Woody Allen Autobiography Not Likely
NEW YORK - Will Woody Allen write his memoirs? Contradicting a published report, his publicist said Friday he was not close to a deal. In fact, it wasn't even his idea to do the book.
"This was completely his agents' idea," Leslee Dart said Friday.
"Many times over the past two to three years, they've asked him to write his memoirs and he said he wasn't interested. They then told him they could get a phenomenal amount of money for it, and he said that for a phenomenal amount of money he could see if he could get interested."
Allen, the comedian and Academy Award-winning filmmaker whose many works include "Annie Hall" and "Manhattan," is represented by Amanda Urban and John Burnham at International Creative Management. Burnham declined comment. Urban did not immediately return calls from The Associated Press.
According to The New York Times, Allen was near agreement with Riverhead Books, an imprint of Penguin, for a deal worth around $3 million, well below what he had reportedly been seeking.
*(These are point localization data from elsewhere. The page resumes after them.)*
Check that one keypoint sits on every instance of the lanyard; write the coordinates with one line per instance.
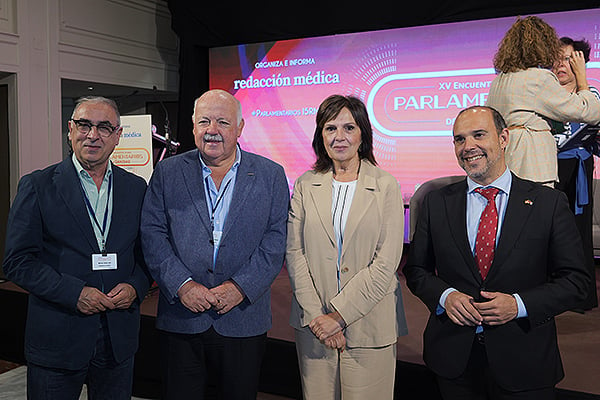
(102, 228)
(219, 198)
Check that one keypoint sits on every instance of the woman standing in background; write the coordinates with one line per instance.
(527, 94)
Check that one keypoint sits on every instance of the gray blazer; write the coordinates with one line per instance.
(176, 235)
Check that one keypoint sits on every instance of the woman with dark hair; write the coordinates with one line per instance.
(345, 237)
(528, 94)
(576, 162)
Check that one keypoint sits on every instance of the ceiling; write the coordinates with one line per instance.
(221, 23)
(74, 89)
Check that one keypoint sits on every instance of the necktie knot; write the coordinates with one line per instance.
(486, 232)
(489, 193)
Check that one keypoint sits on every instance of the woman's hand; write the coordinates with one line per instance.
(327, 325)
(577, 63)
(337, 341)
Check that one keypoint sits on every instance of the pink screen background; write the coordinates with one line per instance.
(413, 80)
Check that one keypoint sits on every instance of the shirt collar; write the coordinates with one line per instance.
(504, 182)
(238, 158)
(82, 172)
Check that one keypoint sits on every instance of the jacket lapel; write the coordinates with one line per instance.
(192, 179)
(363, 197)
(518, 210)
(244, 183)
(69, 188)
(320, 194)
(456, 209)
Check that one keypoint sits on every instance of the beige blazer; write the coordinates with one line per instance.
(525, 98)
(370, 300)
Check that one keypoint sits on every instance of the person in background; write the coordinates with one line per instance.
(576, 160)
(73, 244)
(494, 258)
(213, 233)
(345, 236)
(528, 94)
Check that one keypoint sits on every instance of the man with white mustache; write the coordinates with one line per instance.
(491, 333)
(214, 236)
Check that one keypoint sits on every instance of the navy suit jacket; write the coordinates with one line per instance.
(176, 235)
(539, 256)
(49, 244)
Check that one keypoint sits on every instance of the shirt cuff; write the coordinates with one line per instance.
(440, 308)
(180, 286)
(522, 311)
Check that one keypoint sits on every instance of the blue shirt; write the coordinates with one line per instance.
(218, 201)
(475, 206)
(100, 200)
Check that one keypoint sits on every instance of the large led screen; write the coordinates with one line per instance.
(413, 80)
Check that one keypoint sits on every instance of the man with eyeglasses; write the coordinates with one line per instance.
(72, 243)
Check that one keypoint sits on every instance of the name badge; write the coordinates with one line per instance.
(104, 262)
(217, 238)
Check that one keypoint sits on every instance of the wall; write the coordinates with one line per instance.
(120, 42)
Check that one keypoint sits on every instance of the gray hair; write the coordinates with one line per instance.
(222, 92)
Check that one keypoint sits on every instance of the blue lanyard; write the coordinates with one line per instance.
(219, 198)
(88, 204)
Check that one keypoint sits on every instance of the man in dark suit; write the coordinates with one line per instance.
(73, 244)
(491, 333)
(214, 235)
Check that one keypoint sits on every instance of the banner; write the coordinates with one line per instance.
(414, 82)
(134, 152)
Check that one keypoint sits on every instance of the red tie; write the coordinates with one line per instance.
(486, 233)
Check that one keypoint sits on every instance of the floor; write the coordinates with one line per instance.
(13, 384)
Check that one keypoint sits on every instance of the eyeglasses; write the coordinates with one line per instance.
(104, 129)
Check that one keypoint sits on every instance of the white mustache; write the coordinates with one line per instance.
(212, 138)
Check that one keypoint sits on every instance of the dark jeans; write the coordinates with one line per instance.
(105, 378)
(193, 364)
(567, 173)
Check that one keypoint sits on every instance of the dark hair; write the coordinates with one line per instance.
(578, 45)
(530, 42)
(499, 122)
(329, 109)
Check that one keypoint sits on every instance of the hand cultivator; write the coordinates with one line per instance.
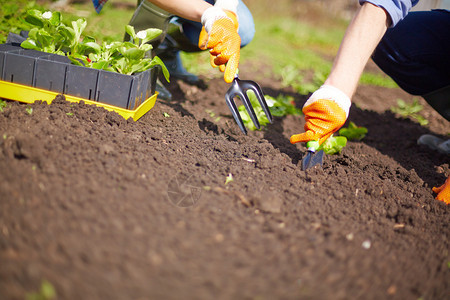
(312, 157)
(239, 89)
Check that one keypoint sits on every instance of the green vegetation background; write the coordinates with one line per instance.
(295, 45)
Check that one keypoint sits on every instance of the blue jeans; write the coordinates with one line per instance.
(246, 25)
(416, 52)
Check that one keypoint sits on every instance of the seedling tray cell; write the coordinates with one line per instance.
(50, 74)
(55, 73)
(81, 82)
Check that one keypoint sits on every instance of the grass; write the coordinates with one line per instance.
(294, 51)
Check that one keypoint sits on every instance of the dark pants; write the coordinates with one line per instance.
(416, 54)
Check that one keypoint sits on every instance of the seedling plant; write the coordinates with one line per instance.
(49, 34)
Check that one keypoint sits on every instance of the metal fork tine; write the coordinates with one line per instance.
(248, 106)
(251, 85)
(239, 89)
(232, 106)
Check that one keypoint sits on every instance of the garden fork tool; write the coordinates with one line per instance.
(312, 157)
(239, 89)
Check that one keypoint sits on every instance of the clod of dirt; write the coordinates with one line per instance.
(268, 202)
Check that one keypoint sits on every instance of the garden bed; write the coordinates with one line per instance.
(105, 208)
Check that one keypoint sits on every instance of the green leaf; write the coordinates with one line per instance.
(100, 65)
(91, 47)
(34, 17)
(55, 20)
(134, 54)
(333, 145)
(130, 30)
(152, 33)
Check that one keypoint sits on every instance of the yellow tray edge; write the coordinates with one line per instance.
(27, 94)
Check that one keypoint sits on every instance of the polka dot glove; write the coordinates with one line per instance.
(220, 35)
(443, 191)
(325, 112)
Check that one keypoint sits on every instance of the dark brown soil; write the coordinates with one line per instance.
(105, 208)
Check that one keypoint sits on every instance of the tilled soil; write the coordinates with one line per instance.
(105, 208)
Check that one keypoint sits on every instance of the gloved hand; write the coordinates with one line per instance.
(443, 191)
(325, 112)
(220, 34)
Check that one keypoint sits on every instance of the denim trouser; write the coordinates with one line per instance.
(416, 52)
(246, 25)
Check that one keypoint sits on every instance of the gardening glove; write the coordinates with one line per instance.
(220, 34)
(443, 192)
(325, 112)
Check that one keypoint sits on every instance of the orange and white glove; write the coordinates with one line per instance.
(325, 112)
(443, 192)
(220, 35)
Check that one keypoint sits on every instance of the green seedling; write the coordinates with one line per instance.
(333, 145)
(2, 104)
(353, 132)
(282, 106)
(410, 111)
(47, 292)
(49, 34)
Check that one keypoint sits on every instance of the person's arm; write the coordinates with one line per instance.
(327, 109)
(188, 9)
(360, 40)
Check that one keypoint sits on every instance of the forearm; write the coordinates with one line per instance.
(188, 9)
(360, 40)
But Dart said Allen had turned down Riverhead and that no other offers were being considered, although he had not given up. "He has no real passion for this," she said.
Penguin spokeswoman Marilyn Ducksworth said she hadn't heard about Allen's decision. "We hope it's not true, but if it is, we wish him well," she said.
In his book proposal, a copy of which was obtained earlier this week by the New York Post, Allen promises a tale "full of fascinating and juicy real life dramas and conflicts," including his long-term relationship with Mia Farrow and his affair with her adopted daughter, Soon-Yi Previn, to whom he is now married.
Allen's recent movies, among them "Anything Else" and "The Curse of the Jade Scorpion," have done poorly at the box office, but Dart denied he was in financial trouble. She said he was at work on a new film, currently untitled, with a cast that includes Will Ferrell and Chloe Sevigny.